Product Lead – Inference
Location: San Francisco (Onsite)
Employment Type: Full Time
A well-funded and fast-growing AI company is building a next-generation platform for safe, performant, and cost-efficient AI agent deployment across enterprise environments. With a team of top researchers, engineers, and product leaders, they’ve developed proprietary multi-model architectures designed to reduce hallucinations and improve reliability at scale.
They’ve recently closed a major funding round from leading institutional investors, bringing total funding to over $400M and valuing the business north of $3B. They’re now expanding their platform team to continue scaling their custom LLMs, inference infrastructure, and cloud-native agent tooling.

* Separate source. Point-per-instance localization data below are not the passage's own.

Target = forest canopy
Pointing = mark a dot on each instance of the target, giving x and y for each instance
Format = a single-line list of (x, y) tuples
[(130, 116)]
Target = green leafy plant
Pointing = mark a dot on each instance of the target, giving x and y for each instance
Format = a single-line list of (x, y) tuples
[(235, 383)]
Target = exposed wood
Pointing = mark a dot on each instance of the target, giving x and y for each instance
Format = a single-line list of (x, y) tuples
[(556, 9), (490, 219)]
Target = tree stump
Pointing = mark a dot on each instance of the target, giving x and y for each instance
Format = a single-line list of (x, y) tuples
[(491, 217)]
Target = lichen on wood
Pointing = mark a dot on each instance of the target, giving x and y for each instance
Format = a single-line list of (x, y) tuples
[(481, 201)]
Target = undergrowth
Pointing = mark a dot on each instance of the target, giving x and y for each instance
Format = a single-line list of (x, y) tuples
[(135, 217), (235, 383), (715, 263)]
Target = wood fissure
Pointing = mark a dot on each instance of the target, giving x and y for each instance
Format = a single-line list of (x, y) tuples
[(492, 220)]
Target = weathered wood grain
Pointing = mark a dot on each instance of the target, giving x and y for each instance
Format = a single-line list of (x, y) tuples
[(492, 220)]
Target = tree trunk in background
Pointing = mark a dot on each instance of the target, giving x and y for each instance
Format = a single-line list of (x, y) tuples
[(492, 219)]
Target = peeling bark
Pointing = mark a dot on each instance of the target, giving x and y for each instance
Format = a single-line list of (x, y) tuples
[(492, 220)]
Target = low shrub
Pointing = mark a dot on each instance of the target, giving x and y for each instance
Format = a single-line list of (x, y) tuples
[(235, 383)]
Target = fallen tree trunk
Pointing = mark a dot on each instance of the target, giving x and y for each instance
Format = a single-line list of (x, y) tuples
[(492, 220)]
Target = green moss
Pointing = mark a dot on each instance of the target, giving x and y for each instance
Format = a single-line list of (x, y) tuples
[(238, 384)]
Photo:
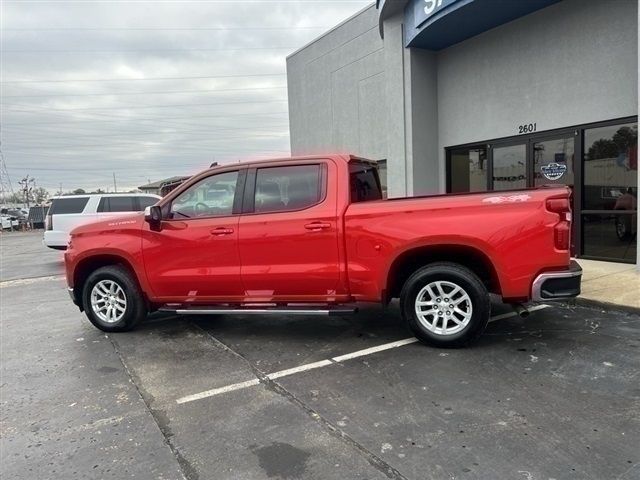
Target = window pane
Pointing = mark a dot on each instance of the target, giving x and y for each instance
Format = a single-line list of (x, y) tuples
[(210, 197), (287, 188), (510, 167), (67, 205), (610, 235), (553, 161), (365, 185), (611, 168), (120, 204), (468, 170), (147, 202)]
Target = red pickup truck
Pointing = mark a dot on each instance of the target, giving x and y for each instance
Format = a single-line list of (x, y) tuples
[(314, 236)]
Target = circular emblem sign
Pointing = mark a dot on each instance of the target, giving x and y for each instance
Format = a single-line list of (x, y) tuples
[(553, 171)]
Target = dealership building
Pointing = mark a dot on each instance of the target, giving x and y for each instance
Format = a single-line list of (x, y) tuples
[(472, 95)]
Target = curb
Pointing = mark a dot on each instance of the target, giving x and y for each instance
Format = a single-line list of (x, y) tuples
[(588, 302)]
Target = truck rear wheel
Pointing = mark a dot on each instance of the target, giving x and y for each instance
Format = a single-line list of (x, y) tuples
[(112, 299), (445, 305)]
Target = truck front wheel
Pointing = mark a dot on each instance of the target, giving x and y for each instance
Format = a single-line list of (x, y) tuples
[(445, 305), (112, 299)]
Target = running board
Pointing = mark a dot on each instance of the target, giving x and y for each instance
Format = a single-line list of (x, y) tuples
[(325, 310)]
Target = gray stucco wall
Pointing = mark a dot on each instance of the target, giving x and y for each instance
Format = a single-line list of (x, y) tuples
[(337, 91), (571, 63), (351, 91)]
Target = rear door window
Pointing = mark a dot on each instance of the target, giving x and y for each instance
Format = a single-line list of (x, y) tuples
[(364, 183), (117, 204), (67, 205), (287, 188)]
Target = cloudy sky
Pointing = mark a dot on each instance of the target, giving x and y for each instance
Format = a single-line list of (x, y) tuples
[(148, 90)]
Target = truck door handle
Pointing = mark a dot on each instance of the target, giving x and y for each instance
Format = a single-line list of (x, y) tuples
[(221, 231), (317, 226)]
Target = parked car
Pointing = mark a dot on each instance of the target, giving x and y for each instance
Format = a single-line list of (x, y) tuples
[(312, 235), (17, 215), (9, 222), (68, 212)]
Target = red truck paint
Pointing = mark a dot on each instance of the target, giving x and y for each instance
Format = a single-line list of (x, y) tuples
[(333, 252)]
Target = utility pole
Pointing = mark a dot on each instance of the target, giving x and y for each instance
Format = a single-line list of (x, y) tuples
[(27, 185), (6, 189)]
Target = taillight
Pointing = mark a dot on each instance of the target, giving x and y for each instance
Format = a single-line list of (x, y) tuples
[(562, 230), (558, 205)]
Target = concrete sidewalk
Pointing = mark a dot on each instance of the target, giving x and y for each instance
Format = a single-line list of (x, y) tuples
[(613, 284)]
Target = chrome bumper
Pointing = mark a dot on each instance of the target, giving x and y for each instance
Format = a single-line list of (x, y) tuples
[(560, 285)]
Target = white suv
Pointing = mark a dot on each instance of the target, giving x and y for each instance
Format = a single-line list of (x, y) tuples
[(68, 212)]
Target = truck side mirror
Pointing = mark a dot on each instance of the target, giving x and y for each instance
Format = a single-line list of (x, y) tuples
[(153, 216)]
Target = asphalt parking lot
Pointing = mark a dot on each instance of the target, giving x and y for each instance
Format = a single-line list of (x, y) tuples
[(552, 396)]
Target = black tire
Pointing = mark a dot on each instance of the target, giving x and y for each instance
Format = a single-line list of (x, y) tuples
[(135, 309), (476, 295)]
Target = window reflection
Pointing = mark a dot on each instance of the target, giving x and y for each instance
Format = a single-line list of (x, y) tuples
[(468, 170), (611, 168)]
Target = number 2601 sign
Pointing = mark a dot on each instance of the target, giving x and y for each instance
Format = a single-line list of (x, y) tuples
[(528, 128)]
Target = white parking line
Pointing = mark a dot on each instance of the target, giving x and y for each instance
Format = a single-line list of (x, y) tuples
[(322, 363), (379, 348)]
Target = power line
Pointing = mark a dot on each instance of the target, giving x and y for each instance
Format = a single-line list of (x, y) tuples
[(144, 79), (150, 50), (157, 118), (144, 93), (187, 29), (137, 107)]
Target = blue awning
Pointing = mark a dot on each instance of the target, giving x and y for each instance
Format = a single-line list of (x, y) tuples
[(437, 24)]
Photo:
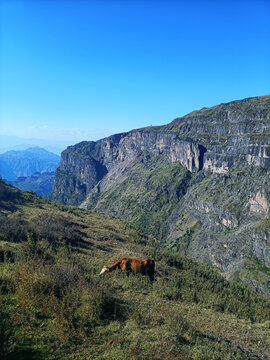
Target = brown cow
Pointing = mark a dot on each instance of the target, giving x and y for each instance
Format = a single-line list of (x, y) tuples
[(143, 266)]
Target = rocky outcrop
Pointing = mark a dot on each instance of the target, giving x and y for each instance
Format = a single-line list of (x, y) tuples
[(200, 183)]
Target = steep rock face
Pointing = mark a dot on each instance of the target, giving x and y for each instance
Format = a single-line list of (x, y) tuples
[(200, 184)]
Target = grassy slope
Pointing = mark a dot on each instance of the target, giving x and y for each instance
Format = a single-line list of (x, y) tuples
[(55, 306)]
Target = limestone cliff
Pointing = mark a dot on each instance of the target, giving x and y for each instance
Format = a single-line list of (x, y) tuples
[(200, 184)]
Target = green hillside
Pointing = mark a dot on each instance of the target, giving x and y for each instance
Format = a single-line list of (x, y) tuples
[(54, 304)]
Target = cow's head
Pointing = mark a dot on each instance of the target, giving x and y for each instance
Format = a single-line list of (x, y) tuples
[(104, 269)]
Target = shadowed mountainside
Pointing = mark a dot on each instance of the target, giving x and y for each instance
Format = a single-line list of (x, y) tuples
[(199, 184), (54, 304)]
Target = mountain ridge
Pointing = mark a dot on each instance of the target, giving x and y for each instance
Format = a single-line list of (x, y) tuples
[(169, 181), (18, 163)]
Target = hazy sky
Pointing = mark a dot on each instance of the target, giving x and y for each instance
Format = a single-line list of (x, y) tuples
[(82, 70)]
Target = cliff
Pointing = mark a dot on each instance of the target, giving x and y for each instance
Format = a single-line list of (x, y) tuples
[(200, 184)]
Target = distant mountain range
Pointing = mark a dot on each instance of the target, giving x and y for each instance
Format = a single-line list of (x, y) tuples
[(199, 184), (8, 142), (14, 164), (40, 183)]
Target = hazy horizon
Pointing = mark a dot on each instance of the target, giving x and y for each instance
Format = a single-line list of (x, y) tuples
[(84, 70)]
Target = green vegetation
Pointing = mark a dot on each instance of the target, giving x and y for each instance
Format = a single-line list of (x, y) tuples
[(54, 304)]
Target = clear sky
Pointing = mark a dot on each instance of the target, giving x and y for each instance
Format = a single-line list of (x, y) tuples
[(82, 70)]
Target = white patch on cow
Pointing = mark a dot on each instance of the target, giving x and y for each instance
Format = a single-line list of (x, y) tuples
[(105, 268)]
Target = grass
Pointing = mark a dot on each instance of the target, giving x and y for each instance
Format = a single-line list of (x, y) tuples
[(54, 304)]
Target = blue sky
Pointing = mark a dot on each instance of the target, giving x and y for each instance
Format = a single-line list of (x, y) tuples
[(82, 70)]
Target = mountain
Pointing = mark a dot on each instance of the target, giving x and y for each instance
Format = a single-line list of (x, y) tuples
[(199, 184), (26, 162), (54, 304), (8, 142), (40, 183)]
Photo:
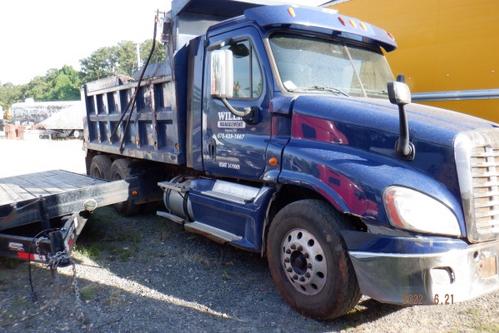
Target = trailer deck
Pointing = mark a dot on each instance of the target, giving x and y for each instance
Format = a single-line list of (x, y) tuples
[(42, 214), (46, 195)]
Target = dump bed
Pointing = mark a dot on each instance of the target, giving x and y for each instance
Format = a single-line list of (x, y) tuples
[(156, 129)]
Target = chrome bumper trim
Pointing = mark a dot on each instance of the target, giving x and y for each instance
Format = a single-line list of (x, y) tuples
[(412, 279)]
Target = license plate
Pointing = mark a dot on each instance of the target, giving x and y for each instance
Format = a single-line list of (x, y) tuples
[(487, 267)]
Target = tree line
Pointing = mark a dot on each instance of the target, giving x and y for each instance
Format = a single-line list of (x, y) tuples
[(64, 84)]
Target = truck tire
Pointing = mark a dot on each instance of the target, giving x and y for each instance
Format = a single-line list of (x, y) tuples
[(123, 169), (100, 167), (309, 262)]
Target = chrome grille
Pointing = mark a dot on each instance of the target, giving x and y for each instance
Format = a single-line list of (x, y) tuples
[(477, 162), (485, 180)]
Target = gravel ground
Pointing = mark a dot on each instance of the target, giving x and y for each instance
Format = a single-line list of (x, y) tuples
[(147, 274)]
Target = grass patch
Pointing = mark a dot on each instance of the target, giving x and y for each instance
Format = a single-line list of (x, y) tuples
[(9, 263), (106, 234), (89, 292)]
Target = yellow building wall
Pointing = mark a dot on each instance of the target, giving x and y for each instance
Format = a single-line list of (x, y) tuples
[(442, 45)]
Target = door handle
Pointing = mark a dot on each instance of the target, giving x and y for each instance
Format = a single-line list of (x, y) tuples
[(212, 149)]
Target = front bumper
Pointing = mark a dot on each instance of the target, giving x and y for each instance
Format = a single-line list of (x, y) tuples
[(437, 278)]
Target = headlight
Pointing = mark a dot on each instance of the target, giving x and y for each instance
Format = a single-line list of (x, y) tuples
[(415, 211)]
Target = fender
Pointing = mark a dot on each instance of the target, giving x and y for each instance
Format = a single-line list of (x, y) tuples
[(353, 180)]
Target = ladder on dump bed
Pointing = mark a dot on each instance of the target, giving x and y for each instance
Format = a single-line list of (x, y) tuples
[(42, 214)]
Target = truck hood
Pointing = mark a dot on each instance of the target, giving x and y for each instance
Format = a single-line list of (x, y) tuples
[(372, 125)]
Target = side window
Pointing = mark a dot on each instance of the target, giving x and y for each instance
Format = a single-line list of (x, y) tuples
[(248, 81)]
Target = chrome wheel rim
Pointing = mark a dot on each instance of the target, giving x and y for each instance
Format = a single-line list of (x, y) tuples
[(304, 262)]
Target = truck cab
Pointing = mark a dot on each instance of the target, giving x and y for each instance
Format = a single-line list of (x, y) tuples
[(281, 130)]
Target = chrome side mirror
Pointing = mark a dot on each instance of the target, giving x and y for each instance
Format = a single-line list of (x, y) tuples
[(399, 93), (222, 74)]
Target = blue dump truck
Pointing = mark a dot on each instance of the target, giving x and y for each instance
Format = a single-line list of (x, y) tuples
[(281, 130)]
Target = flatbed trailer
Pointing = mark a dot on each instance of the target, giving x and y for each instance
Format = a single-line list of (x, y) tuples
[(42, 214)]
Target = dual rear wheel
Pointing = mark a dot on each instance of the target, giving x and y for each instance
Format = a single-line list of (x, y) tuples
[(102, 167)]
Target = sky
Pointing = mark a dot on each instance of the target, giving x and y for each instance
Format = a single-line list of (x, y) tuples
[(36, 35)]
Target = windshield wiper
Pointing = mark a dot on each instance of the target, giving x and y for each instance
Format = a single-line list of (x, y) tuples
[(333, 90)]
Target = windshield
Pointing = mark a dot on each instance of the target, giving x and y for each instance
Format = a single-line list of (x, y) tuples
[(313, 64)]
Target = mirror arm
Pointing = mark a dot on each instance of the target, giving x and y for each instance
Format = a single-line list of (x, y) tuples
[(236, 112), (404, 146)]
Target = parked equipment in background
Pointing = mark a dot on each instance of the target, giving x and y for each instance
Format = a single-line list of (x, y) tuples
[(442, 49), (273, 130)]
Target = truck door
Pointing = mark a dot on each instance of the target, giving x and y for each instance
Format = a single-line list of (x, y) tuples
[(233, 147)]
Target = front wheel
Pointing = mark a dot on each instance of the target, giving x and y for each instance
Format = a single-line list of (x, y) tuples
[(309, 262)]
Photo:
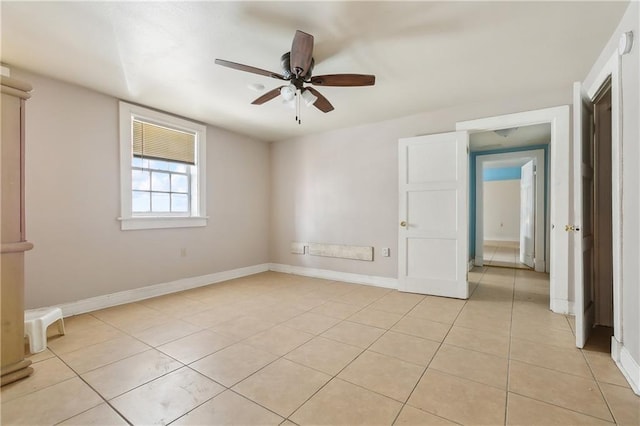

As Product Lead for the Inference Platform, you’ll own the roadmap and execution for the infrastructure powering model deployment, orchestration, and usage across multiple cloud environments. This is a highly cross-functional IC role with visibility across engineering, research, and go-to-market.
You’ll be responsible for defining scalable, high-performance systems that support rapid model experimentation, SaaS application launches, and cloud cost optimization. Ideal for someone who thrives in a technically complex environment and wants to shape the underlying foundation of production-grade AI products.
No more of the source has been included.